Cohort Pic(k) of the Day: Fiat 126 – The Italian People’s Car Becomes The Polish People’s Car

When I first saw these shots posted by xiao car at the Cohort, I assumed it was a Polski Fiat 126p, as that’s where the majority of 126s were built (until 2000), and where it became iconic, essentially the Polish Beetle. But this appears to be a Fiat 126, and shot in Germany, so quite likely it was built in Italy.

The 126 was essentially a Fiat 500 with a new, boxier body and a few other minor changes. As such, it was soon outdated in Western Europe after it arrived in 1972, given its noisy little air cooled vertical twin engine in the rear and very limited interior room. But FSM in Poland took out a license to build it there starting in 1973, and it quickly became the de facto family car, the only one that was affordable and built in large numbers.

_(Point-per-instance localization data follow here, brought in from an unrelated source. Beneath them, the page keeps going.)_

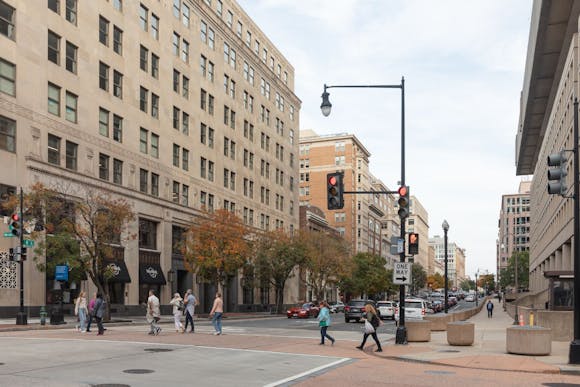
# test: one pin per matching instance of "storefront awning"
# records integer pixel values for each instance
(151, 274)
(119, 272)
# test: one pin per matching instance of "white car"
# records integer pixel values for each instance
(415, 309)
(387, 309)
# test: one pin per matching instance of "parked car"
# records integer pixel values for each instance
(336, 307)
(306, 310)
(415, 308)
(355, 309)
(387, 309)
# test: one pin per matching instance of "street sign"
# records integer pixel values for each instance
(402, 273)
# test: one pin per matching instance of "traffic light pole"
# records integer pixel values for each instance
(21, 317)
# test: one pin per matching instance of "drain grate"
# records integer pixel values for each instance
(436, 372)
(138, 371)
(158, 350)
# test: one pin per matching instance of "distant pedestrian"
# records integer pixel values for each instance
(91, 311)
(489, 309)
(373, 319)
(99, 312)
(153, 313)
(177, 303)
(82, 311)
(190, 303)
(324, 322)
(216, 314)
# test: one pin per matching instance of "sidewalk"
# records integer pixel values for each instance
(488, 351)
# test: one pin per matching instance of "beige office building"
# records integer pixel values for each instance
(173, 105)
(546, 127)
(514, 225)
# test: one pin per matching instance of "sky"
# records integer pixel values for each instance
(463, 64)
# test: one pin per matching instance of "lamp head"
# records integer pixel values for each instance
(326, 106)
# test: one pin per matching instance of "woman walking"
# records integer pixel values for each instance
(177, 303)
(82, 311)
(373, 319)
(324, 322)
(216, 313)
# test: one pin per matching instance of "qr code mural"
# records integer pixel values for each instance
(7, 272)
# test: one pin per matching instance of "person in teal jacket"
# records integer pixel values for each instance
(324, 322)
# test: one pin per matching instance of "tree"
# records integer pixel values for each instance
(436, 281)
(507, 277)
(369, 276)
(277, 256)
(419, 278)
(326, 259)
(77, 226)
(217, 246)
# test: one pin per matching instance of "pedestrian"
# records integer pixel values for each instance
(324, 322)
(177, 303)
(153, 313)
(216, 314)
(99, 312)
(373, 319)
(190, 303)
(489, 309)
(91, 311)
(82, 311)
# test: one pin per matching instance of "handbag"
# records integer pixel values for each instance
(368, 327)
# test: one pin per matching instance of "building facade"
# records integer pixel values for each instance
(514, 225)
(546, 127)
(366, 220)
(177, 106)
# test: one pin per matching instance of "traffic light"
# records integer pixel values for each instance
(335, 190)
(557, 175)
(403, 202)
(413, 243)
(15, 225)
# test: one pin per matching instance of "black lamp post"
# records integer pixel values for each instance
(325, 107)
(445, 226)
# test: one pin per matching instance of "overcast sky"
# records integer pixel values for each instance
(463, 63)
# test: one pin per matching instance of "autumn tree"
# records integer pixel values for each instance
(216, 246)
(326, 259)
(77, 225)
(277, 256)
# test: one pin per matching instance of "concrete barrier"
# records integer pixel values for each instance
(418, 330)
(460, 333)
(528, 340)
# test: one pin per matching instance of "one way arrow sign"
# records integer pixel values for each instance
(402, 273)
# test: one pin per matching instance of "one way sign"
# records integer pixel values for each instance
(402, 273)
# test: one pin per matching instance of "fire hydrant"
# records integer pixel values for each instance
(43, 315)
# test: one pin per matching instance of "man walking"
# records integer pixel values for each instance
(153, 313)
(190, 302)
(489, 309)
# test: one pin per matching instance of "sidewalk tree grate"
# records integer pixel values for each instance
(158, 350)
(138, 371)
(436, 372)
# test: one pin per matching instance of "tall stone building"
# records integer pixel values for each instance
(174, 105)
(546, 127)
(514, 225)
(366, 219)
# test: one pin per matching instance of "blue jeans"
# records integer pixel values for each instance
(217, 322)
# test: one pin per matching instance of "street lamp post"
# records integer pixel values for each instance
(445, 226)
(325, 107)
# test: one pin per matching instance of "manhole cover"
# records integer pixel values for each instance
(157, 350)
(110, 385)
(138, 371)
(435, 372)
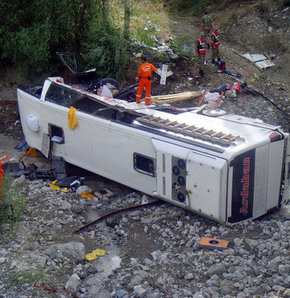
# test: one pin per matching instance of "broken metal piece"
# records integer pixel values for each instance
(213, 243)
(117, 212)
(103, 193)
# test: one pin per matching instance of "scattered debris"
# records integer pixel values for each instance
(87, 195)
(213, 243)
(45, 288)
(22, 146)
(164, 72)
(159, 99)
(30, 152)
(104, 193)
(95, 254)
(72, 293)
(65, 184)
(235, 88)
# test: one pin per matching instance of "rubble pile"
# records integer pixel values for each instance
(150, 252)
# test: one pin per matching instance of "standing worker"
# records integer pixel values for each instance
(215, 43)
(207, 26)
(201, 52)
(144, 76)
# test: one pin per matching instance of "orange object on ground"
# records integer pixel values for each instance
(213, 243)
(145, 75)
(31, 152)
(201, 99)
(219, 100)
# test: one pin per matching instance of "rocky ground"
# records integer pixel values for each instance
(153, 251)
(150, 252)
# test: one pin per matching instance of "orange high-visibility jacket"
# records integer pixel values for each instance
(145, 70)
(201, 48)
(216, 40)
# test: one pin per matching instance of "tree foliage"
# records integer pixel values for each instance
(32, 31)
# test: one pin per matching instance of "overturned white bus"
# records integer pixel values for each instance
(228, 168)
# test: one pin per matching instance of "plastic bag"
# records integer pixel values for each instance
(106, 92)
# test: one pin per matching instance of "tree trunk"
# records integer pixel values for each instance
(127, 19)
(106, 9)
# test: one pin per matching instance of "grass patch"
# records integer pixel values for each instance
(12, 204)
(30, 276)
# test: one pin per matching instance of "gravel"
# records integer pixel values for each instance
(152, 252)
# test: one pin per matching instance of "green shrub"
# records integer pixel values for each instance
(106, 49)
(262, 7)
(12, 204)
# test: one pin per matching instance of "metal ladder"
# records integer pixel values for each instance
(191, 130)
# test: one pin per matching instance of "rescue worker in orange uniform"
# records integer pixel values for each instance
(201, 52)
(144, 76)
(215, 43)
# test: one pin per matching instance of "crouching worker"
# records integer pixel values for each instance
(215, 43)
(144, 79)
(201, 52)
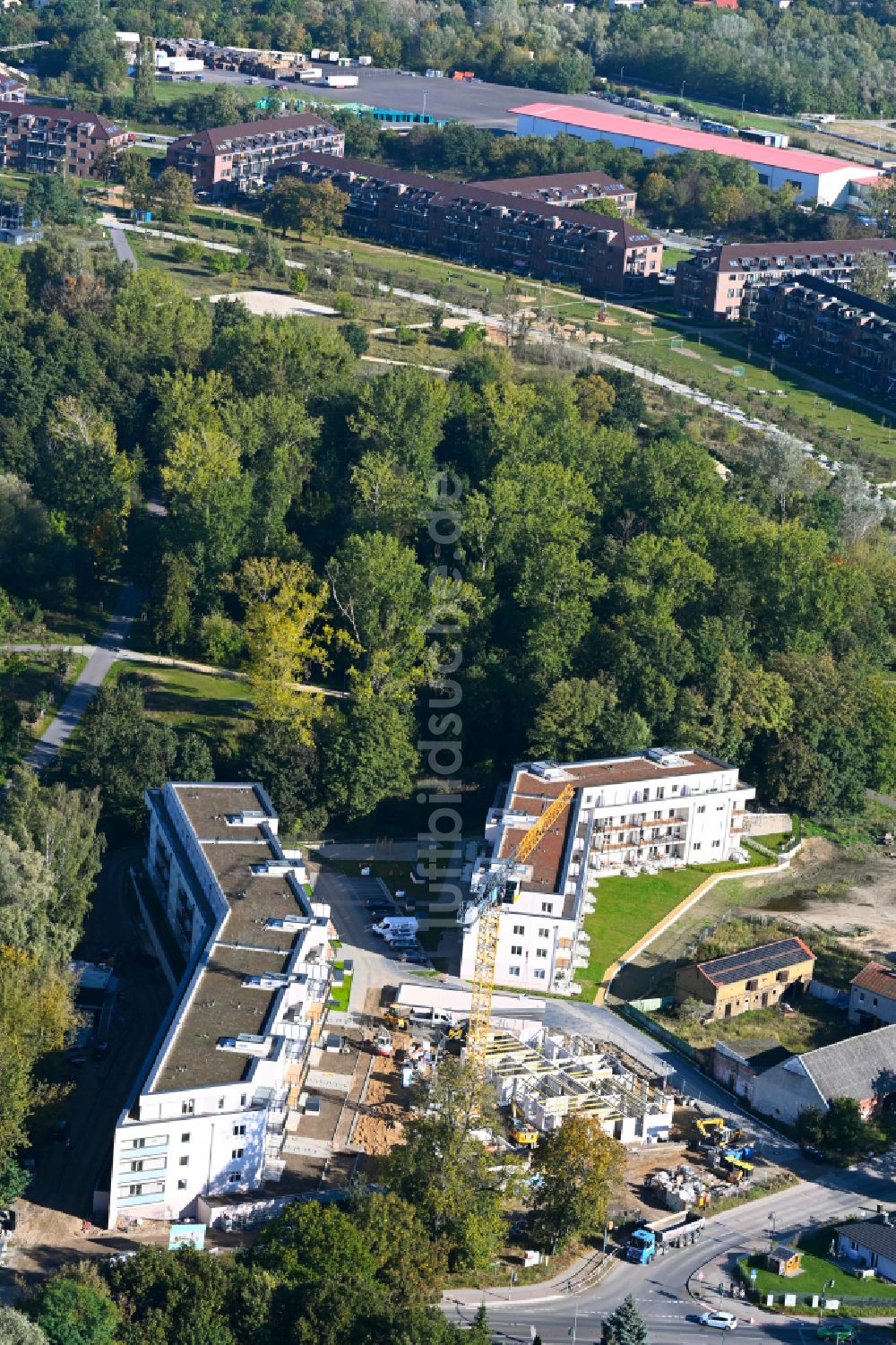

The 500’s engine was increased in size to 592 cc, and then again to 652 cc at the end of 1977. In 1987, the 126 BIS went into production, with a 704 cc water cooled engine, as also used in the Fiat Cinquecento, as its base engine. The current Fiat 500 still offers a 875 Twin Air engine. It’s a long tradition.

Given the rear air intakes, I assume this is an older air-cooled version.

It’s hard to get a sense of just how small these cars are unless one sees it in the company of modern cars. They look like toys.

But they were an instrumental part of the process of putting Europeans into their first set of wheels, starting in Italy and continuing in Poland for almost three decades.